Forget about the scoring explosion, the influx of likable young stars, even Kobe's Tony Montana-like demise in Los Angeles. The most entertaining subplot of the 2004-2005 season at least for me is a bona fide MVP race. Seriously, when was the last time you argued about a simple question like "Which NBA player means the most to his team?"

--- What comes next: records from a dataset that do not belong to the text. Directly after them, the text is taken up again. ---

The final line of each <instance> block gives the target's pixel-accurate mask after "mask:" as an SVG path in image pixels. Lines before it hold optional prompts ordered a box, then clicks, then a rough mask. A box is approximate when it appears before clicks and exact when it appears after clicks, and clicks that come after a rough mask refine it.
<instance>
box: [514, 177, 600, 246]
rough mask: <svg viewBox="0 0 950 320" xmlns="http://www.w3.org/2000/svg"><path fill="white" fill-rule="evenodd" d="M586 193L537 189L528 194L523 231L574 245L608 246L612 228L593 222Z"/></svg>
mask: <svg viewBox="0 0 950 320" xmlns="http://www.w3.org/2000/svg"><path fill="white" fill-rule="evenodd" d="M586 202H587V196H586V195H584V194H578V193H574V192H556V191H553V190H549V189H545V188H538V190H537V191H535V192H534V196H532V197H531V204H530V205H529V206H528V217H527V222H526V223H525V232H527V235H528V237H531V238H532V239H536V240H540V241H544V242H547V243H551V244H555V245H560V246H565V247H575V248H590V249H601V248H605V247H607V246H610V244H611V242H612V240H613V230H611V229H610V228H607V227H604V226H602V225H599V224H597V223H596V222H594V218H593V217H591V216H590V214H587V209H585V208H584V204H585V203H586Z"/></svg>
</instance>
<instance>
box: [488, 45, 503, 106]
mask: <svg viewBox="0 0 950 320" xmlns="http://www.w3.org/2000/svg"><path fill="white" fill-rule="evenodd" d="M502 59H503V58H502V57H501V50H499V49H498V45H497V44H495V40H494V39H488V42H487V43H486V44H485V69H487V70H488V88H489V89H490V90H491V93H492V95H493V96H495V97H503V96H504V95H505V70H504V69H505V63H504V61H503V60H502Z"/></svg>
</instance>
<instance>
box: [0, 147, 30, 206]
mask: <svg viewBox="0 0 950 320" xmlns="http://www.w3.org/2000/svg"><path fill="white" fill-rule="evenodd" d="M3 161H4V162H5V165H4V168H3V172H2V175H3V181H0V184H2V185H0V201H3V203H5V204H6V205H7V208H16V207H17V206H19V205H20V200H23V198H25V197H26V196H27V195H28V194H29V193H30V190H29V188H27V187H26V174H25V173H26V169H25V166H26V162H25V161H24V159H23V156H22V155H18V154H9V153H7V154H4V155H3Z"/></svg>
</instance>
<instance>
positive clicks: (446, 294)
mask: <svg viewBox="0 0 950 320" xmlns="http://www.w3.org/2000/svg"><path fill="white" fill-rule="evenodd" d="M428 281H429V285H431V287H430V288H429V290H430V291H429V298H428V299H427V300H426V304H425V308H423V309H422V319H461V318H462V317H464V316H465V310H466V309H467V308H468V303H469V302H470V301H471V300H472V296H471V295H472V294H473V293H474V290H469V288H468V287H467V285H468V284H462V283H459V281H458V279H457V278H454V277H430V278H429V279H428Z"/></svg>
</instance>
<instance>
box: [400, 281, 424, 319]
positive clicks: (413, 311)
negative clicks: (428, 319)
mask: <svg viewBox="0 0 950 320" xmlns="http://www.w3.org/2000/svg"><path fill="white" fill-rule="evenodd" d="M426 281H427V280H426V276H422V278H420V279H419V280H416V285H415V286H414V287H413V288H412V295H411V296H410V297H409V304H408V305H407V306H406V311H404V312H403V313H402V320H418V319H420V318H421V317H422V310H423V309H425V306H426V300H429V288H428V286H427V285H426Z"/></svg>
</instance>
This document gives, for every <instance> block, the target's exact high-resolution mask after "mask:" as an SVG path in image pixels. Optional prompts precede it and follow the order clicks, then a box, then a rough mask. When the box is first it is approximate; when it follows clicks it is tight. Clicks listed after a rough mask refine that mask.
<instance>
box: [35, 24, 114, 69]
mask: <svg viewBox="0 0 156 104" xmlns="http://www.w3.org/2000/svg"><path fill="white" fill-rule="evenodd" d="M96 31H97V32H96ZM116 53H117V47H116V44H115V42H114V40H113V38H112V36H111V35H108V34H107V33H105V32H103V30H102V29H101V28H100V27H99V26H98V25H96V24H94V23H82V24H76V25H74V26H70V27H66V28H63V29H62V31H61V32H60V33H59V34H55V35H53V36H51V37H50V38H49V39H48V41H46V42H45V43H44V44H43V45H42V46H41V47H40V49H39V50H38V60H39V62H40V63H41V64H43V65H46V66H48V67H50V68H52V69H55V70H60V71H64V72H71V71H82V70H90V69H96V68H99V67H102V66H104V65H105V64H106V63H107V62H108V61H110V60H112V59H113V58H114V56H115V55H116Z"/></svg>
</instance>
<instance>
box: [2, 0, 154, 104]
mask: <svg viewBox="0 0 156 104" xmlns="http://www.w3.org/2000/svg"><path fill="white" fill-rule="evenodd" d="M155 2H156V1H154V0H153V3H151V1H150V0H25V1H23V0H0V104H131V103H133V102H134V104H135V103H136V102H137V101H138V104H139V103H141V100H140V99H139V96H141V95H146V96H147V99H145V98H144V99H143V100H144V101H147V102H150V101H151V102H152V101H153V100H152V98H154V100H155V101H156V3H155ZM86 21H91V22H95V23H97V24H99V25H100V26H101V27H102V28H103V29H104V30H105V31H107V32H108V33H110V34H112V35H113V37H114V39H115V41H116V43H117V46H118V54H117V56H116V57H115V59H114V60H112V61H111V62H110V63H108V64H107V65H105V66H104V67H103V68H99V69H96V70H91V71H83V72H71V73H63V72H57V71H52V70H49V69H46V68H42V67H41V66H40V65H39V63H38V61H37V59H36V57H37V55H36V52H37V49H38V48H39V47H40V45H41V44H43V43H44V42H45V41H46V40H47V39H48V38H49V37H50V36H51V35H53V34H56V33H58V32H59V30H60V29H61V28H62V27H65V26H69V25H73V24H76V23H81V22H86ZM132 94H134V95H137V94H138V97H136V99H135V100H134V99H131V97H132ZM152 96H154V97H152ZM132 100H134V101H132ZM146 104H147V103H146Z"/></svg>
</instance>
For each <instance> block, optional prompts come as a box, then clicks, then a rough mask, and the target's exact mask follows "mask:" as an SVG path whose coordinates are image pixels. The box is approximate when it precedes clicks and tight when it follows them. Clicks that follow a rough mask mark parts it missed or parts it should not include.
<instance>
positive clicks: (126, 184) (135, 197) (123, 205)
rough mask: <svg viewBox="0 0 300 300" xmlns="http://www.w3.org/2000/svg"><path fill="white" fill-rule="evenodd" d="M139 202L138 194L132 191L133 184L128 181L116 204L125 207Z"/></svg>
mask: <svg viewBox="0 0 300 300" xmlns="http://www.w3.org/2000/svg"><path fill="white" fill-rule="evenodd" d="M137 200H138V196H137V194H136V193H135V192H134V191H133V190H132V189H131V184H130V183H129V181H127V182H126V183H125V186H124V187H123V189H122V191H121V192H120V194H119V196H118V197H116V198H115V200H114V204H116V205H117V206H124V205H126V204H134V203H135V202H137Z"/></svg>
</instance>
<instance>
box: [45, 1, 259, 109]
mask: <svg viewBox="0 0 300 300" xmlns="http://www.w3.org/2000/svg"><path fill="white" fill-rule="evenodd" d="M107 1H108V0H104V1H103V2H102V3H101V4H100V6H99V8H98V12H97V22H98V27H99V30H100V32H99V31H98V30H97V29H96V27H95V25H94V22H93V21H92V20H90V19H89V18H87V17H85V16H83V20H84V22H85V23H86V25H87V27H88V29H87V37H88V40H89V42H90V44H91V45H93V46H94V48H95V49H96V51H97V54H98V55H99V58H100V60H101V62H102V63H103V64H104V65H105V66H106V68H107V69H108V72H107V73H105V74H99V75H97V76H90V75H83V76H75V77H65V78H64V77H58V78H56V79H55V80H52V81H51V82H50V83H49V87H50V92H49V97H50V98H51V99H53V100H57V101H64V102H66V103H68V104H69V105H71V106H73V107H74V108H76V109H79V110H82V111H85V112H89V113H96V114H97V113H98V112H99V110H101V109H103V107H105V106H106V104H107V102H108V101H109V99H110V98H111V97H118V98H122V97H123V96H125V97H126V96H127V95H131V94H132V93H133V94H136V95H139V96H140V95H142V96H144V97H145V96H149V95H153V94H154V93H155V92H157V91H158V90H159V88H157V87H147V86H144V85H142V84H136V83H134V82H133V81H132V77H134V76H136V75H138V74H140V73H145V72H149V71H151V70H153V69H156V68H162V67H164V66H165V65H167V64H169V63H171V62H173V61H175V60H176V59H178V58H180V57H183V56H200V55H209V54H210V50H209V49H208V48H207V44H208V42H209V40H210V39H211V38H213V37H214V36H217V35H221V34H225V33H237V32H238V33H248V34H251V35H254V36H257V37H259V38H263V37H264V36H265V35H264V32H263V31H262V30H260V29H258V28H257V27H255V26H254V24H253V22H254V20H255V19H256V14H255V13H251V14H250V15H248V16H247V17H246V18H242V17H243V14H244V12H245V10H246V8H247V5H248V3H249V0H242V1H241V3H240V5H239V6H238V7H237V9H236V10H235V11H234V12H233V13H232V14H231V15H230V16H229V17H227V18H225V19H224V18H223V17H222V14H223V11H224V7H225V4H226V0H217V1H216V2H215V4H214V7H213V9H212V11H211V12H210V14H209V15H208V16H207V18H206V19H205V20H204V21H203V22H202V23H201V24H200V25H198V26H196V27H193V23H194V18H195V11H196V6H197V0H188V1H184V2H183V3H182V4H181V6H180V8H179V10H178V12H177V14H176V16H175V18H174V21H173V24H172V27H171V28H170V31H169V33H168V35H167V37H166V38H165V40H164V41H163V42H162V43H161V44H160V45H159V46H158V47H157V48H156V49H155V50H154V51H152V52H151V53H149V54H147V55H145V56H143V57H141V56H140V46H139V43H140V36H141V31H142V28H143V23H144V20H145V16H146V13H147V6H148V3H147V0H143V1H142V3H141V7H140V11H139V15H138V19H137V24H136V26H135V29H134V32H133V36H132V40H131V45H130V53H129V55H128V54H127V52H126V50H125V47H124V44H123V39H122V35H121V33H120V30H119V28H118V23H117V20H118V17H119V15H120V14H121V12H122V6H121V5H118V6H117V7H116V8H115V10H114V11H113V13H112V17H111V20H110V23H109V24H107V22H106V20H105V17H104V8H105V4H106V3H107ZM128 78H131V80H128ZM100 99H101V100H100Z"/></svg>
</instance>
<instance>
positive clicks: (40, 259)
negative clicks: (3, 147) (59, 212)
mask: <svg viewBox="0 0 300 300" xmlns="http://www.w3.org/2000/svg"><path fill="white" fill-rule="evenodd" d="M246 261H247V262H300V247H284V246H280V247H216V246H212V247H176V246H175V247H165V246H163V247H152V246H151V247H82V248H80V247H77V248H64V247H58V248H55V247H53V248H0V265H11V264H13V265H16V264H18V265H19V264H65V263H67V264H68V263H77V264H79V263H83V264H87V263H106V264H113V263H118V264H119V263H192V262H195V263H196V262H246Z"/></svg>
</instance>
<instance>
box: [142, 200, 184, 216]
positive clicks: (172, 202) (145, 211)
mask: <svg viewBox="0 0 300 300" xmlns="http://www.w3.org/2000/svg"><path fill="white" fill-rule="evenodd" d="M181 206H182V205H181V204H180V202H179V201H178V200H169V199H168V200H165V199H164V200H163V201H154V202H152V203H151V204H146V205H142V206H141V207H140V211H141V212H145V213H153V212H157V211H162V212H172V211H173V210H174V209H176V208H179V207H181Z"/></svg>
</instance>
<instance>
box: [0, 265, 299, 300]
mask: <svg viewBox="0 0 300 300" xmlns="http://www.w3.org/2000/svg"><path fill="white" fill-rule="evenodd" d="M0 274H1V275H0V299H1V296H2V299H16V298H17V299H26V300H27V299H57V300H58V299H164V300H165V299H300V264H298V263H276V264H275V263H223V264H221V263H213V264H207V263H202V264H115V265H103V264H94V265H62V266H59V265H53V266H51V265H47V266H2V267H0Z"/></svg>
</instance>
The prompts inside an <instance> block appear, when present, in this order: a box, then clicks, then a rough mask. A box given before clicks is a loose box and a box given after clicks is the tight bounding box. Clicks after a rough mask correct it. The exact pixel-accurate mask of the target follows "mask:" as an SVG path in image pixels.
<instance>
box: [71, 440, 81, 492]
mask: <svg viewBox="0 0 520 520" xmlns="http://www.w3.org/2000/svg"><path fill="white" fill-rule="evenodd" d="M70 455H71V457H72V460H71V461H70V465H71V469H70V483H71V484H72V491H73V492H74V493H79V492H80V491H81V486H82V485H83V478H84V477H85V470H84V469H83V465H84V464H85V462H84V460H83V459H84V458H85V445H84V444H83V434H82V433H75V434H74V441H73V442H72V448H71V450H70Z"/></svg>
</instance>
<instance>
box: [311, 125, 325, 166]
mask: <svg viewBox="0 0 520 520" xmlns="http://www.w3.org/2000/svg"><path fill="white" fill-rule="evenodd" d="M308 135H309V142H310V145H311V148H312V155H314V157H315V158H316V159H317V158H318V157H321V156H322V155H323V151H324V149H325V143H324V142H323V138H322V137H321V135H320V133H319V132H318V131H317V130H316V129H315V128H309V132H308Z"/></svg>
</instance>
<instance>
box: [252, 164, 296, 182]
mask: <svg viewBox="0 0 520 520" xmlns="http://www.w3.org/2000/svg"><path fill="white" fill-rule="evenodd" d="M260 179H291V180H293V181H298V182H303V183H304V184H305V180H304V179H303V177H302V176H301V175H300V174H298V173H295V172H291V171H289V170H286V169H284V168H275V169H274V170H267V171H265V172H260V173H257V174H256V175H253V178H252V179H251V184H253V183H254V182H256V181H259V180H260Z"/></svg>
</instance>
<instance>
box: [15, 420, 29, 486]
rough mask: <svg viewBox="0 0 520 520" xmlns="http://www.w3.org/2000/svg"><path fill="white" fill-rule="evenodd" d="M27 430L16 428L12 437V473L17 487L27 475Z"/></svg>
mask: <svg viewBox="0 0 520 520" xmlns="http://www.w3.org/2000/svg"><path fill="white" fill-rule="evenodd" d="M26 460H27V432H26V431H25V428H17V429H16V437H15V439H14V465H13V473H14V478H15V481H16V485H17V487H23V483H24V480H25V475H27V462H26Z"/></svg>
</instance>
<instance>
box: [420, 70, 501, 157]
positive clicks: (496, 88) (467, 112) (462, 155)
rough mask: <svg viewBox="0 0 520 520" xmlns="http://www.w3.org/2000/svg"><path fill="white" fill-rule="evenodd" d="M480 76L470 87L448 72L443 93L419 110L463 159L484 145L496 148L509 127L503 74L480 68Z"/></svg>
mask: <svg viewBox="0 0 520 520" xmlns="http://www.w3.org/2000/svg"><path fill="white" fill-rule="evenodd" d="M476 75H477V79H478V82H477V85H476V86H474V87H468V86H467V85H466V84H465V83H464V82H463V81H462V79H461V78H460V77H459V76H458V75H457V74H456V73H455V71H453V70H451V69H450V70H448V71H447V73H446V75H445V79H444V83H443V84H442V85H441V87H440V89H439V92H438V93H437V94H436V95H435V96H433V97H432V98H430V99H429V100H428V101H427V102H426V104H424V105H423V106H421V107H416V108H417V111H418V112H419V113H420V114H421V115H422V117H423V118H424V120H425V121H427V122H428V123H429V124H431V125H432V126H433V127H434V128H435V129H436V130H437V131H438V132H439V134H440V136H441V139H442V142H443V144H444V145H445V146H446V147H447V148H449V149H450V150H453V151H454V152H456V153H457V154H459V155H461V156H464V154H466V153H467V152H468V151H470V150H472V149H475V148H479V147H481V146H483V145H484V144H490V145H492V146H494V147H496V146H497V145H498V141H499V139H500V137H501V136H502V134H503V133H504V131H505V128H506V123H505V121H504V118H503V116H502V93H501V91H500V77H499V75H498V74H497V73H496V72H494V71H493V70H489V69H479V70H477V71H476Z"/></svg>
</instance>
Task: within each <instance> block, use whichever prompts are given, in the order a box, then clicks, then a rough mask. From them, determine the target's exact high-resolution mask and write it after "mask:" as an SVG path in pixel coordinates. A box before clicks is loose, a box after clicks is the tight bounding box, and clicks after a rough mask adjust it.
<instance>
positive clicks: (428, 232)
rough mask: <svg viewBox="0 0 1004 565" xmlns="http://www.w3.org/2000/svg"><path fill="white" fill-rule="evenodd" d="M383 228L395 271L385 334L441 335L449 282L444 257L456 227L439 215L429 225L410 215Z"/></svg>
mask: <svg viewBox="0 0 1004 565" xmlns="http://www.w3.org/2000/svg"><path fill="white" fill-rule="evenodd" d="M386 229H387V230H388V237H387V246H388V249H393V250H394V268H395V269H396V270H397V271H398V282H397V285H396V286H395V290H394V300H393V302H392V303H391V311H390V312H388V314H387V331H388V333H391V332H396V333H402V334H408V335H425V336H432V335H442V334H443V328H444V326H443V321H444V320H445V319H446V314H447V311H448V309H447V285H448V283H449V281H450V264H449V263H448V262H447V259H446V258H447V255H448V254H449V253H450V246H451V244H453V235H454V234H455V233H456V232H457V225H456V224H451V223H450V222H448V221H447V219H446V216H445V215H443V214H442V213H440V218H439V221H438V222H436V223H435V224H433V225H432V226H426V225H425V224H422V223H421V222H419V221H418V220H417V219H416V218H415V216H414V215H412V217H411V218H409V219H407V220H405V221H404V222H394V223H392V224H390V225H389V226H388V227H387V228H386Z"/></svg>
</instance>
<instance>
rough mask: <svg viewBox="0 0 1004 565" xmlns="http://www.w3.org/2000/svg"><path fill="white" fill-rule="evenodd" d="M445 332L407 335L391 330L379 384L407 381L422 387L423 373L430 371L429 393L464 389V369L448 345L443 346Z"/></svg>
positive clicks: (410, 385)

The last memorable MVP debates occurred in 1993 and 1997, when Charles Barkley and Karl Malone won MVP awards thanks to the always-indefensible logic, "We're just tired of voting for Michael Jordan." But those were never really debates true basketball fans knew better, and MJ proved them right by pulling a Keyzer Soze on the Suns and Jazz in the '93 and '97 Finals. The last genuine debate happened in 1987 Magic, Larry or MJ and to this day, you could make a case for any of the three. This year? You could make solid cases for six guys. But before we get to them, here's a look at some of the players who didn't make the cut (and where they finished in the top 425).
In reverse order ...
425. Ron Artest
Well, he charged into the stands at Detroit, inadvertently attacked the wrong culprit, triggered the scariest melee in the history of basketball, drew the biggest suspension in league history, single-handedly killed the title hopes of a potential 60-win team, overshadowed Reggie Miller's last season and disappointed the Basketball Jesus. That has to make him the NBA LVP (least valuable player) ... narrowly edging Mark Blount and Rick Brunson. On the bright side, it was the greatest TV night in years and gave us Artest's famous post-suspension quote, "I'm trying to be positive. I'm a big fan of the Nobel Peace Prize."
417. Darko Milicic
A quick recap of the 2003 Draft ...
No. 1. LeBron James
No. 2. Darko Milicic
No. 3. Carmelo Anthony
No. 4. Chris Bosh
No. 5. Dwyane Wade
(That's like reaching into a brown paper bag filled with two checks for $100 million, two checks for $10 million, and a check for $10 ... and pulling out the check for 10 dollars. Ouch.)
397. Zach Randolph
The dreaded double whammy: He destroyed Portland's cap space AND killed its season. At least he's a good guy.
375. Adonal Foyle
Plays about 20 minutes a game, gives you 4 points and 5 rebounds a night, blocks 1 or 2 shots ... in other words, he's having a typically harmless Adonal Foyle season, only he's in year one of a $40 million contract. So here's the question: Has Chris Mullin ever come out and explained this? If you were a Warriors fan, wouldn't you want an answer? This was like the Korean guy on "Lost" becoming a free agent and ABC giving him $40 million to stay on the show through 2010.
340. Vince Carter
Note to Raptors season ticket holders: File a class-action suit against him. Seriously. Ask for reparations. You bought tickets under the assumption that the Toronto players would give their best effort; he signed a contract promising that he would give his best effort; and after watching his performance in Jersey over the past three months, that clearly wasn't the case. So why not sue him?